La Canada vs. Beaumont at Deanna Manning Stadium, 12:30 p.m.

By Keith Lair, Staff Writer

LA CANADA-FLINTRIDGE – It was a bribe that made Catherine Horner the player that she is today.

The La Canada High School senior was set to be a pitcher. Until older sister Kelly began pitching when Catherine was 10 years old.

“She was a very fast pitcher,” Horner recalled. “But she was not the most accurate. None of my other sisters or my dad wanted to catch her. He said he would pay me $5 to catch her.”

Horner, who will play at the University of Tulsa next year, is arguably the best catcher in the San Gabriel Valley this year. She has helped propel the Spartans to their second consecutive CIF-Southern Section Division 5 championship game.

They will play Beaumont on Saturday at 12:30 p.m. for the second consecutive year at Irvine’s Deanna Manning Stadium at Barber Park. Last year the Spartans scored a 1-0 victory.

“No, at first I did not want to catch,” Horner recalled. “But after my dad kind of bribed me a little bit, he gradually encouraged me to stay with it.

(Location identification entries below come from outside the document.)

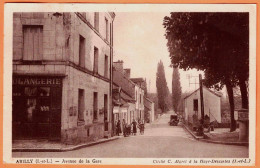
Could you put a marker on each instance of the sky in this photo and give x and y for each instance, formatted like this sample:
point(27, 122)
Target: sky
point(140, 42)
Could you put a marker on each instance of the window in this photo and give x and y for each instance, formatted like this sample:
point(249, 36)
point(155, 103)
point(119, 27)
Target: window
point(83, 14)
point(95, 68)
point(81, 105)
point(95, 106)
point(106, 66)
point(96, 21)
point(105, 108)
point(195, 105)
point(32, 40)
point(81, 51)
point(107, 29)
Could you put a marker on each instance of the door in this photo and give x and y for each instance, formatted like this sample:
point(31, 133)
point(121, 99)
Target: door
point(36, 112)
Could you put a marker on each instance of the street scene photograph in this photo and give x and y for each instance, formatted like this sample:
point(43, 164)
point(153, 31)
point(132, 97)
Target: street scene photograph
point(98, 84)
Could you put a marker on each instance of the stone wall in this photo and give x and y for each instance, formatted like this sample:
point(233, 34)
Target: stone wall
point(61, 32)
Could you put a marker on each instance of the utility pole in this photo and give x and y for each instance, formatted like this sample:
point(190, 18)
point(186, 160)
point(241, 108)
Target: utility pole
point(201, 99)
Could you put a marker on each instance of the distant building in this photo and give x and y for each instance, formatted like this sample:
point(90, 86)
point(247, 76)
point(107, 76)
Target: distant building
point(139, 96)
point(148, 110)
point(212, 106)
point(62, 86)
point(131, 95)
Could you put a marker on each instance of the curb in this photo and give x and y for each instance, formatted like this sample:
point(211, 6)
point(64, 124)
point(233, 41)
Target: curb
point(200, 138)
point(62, 149)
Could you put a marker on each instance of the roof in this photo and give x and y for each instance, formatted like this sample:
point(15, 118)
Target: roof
point(137, 80)
point(204, 88)
point(122, 81)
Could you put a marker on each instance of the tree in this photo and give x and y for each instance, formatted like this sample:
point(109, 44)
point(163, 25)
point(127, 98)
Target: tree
point(216, 43)
point(161, 85)
point(176, 89)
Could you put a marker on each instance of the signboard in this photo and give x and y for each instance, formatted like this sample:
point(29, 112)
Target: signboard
point(241, 115)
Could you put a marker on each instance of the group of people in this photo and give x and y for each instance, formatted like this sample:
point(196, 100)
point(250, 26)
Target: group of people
point(128, 129)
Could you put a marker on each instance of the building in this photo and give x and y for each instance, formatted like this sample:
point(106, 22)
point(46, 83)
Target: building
point(123, 98)
point(148, 110)
point(131, 95)
point(139, 96)
point(62, 80)
point(212, 106)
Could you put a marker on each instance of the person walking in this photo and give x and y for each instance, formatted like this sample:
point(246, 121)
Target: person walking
point(134, 123)
point(118, 125)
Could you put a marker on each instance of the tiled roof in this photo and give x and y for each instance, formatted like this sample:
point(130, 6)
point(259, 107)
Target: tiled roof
point(121, 81)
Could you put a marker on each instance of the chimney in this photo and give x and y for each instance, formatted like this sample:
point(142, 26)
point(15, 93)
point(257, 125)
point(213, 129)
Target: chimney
point(119, 66)
point(127, 73)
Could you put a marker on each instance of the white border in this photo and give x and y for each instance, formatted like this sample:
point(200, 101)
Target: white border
point(47, 7)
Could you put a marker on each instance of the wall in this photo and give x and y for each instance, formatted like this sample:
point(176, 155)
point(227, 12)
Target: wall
point(61, 32)
point(211, 105)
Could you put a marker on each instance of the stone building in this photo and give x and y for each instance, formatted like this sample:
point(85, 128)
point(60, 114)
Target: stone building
point(212, 106)
point(148, 110)
point(139, 96)
point(62, 87)
point(132, 95)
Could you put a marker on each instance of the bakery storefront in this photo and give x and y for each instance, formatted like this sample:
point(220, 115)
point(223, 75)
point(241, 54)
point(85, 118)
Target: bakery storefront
point(36, 103)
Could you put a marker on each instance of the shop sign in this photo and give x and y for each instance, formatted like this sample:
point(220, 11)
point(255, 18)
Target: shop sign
point(241, 115)
point(37, 81)
point(116, 109)
point(124, 110)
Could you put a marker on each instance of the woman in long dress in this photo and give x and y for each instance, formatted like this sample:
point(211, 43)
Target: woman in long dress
point(118, 128)
point(134, 123)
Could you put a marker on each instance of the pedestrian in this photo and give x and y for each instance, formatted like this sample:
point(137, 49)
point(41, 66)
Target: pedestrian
point(134, 123)
point(124, 127)
point(118, 125)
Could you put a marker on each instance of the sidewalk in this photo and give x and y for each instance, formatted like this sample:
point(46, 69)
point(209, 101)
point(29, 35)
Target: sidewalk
point(219, 136)
point(50, 146)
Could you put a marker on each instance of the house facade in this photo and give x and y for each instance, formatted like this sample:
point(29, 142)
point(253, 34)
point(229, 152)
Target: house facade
point(62, 80)
point(148, 110)
point(139, 97)
point(131, 95)
point(212, 106)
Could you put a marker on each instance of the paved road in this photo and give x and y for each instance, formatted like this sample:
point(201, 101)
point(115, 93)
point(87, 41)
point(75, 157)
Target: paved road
point(159, 140)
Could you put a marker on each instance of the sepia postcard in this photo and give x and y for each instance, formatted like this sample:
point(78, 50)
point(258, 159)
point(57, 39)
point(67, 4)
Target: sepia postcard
point(129, 84)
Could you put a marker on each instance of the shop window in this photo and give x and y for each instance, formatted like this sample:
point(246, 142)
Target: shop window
point(44, 91)
point(95, 106)
point(105, 107)
point(81, 105)
point(107, 29)
point(96, 21)
point(30, 109)
point(195, 105)
point(81, 51)
point(95, 67)
point(33, 42)
point(106, 66)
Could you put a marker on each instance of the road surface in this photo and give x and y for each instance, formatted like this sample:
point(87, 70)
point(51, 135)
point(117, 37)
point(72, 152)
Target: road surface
point(159, 141)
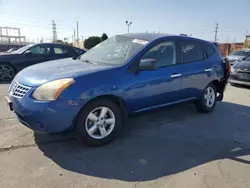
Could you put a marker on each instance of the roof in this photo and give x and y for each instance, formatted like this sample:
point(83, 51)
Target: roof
point(152, 36)
point(147, 36)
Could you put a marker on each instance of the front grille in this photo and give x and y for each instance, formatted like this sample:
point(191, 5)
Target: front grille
point(18, 90)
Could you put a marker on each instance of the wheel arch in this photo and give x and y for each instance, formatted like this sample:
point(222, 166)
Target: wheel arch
point(113, 98)
point(217, 85)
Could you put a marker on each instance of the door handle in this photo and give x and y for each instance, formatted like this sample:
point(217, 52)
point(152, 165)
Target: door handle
point(175, 75)
point(208, 70)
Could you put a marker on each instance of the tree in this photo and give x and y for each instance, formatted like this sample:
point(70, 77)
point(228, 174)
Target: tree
point(91, 42)
point(104, 37)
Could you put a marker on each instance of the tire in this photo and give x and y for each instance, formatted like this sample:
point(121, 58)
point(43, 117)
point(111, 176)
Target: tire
point(202, 105)
point(7, 72)
point(85, 121)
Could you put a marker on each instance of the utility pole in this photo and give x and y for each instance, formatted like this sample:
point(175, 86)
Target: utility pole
point(54, 34)
point(216, 32)
point(74, 35)
point(128, 24)
point(77, 34)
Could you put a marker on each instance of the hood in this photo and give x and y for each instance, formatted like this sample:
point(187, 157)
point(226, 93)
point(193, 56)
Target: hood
point(243, 65)
point(235, 57)
point(52, 70)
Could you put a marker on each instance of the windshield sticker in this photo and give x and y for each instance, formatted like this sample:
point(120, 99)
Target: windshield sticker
point(139, 41)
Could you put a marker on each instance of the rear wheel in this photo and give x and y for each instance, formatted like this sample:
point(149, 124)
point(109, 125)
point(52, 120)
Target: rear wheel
point(7, 72)
point(98, 123)
point(208, 100)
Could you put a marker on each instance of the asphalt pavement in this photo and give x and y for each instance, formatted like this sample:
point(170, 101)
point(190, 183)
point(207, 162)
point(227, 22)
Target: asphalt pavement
point(170, 147)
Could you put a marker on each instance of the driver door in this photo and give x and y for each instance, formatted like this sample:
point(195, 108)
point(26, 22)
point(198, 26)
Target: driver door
point(151, 88)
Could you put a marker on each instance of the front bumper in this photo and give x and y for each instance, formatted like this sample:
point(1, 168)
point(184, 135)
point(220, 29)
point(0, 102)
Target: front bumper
point(50, 117)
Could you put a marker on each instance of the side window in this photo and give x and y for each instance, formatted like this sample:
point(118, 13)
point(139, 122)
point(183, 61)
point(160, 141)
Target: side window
point(60, 50)
point(209, 49)
point(164, 54)
point(191, 51)
point(41, 50)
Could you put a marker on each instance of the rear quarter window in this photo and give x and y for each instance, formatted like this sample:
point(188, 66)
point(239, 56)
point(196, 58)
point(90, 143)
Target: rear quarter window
point(208, 49)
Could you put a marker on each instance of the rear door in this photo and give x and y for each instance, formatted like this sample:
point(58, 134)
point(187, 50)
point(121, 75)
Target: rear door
point(160, 86)
point(196, 68)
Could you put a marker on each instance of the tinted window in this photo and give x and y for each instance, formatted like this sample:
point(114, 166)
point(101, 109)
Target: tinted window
point(209, 49)
point(191, 51)
point(60, 50)
point(40, 50)
point(79, 51)
point(163, 53)
point(240, 53)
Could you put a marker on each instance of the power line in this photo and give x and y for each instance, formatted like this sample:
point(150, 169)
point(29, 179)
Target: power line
point(54, 34)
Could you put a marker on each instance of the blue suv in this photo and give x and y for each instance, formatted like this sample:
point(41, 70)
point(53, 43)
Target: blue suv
point(93, 94)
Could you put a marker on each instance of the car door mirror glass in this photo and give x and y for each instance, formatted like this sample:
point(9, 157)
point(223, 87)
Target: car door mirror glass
point(28, 52)
point(147, 64)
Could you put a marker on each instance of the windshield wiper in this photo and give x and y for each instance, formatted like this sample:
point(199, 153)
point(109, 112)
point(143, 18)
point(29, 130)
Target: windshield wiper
point(87, 61)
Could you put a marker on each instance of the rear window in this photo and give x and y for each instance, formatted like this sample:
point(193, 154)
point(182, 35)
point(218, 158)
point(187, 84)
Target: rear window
point(191, 51)
point(209, 49)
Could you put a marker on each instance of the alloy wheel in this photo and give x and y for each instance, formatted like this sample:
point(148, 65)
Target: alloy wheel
point(100, 122)
point(209, 97)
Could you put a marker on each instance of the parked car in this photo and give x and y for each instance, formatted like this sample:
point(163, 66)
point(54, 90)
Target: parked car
point(11, 50)
point(240, 73)
point(238, 56)
point(93, 95)
point(13, 62)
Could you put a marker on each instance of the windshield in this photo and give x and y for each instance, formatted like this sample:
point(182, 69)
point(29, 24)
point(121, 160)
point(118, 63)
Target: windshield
point(114, 51)
point(240, 53)
point(21, 50)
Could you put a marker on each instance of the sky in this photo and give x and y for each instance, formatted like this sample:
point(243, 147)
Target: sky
point(195, 17)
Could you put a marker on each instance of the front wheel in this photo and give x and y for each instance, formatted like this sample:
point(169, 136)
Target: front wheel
point(208, 100)
point(98, 123)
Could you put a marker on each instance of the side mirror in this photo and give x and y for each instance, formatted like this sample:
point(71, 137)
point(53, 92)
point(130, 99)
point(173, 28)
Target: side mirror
point(28, 52)
point(147, 64)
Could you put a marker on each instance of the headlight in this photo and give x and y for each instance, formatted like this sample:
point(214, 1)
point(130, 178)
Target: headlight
point(51, 90)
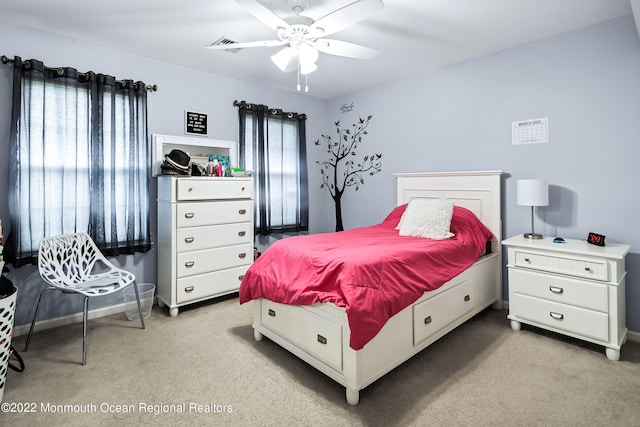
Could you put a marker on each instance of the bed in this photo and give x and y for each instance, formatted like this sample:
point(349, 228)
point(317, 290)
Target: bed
point(324, 331)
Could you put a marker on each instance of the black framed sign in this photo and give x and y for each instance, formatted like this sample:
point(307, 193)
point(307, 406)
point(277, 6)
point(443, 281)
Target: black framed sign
point(195, 123)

“I ended up loving it. Absolutely.”

In a 1-0 semifinal victory over Nipomo on Tuesday, Horner threw out four Titans baserunners.

“It’s not one season,” La Canada coach KC Mathews said of his catcher. “She’s been a force since her freshman year. We’ve counted on her each year.”

Horner said she was just doing her job in throwing out those Nipomo baserunners.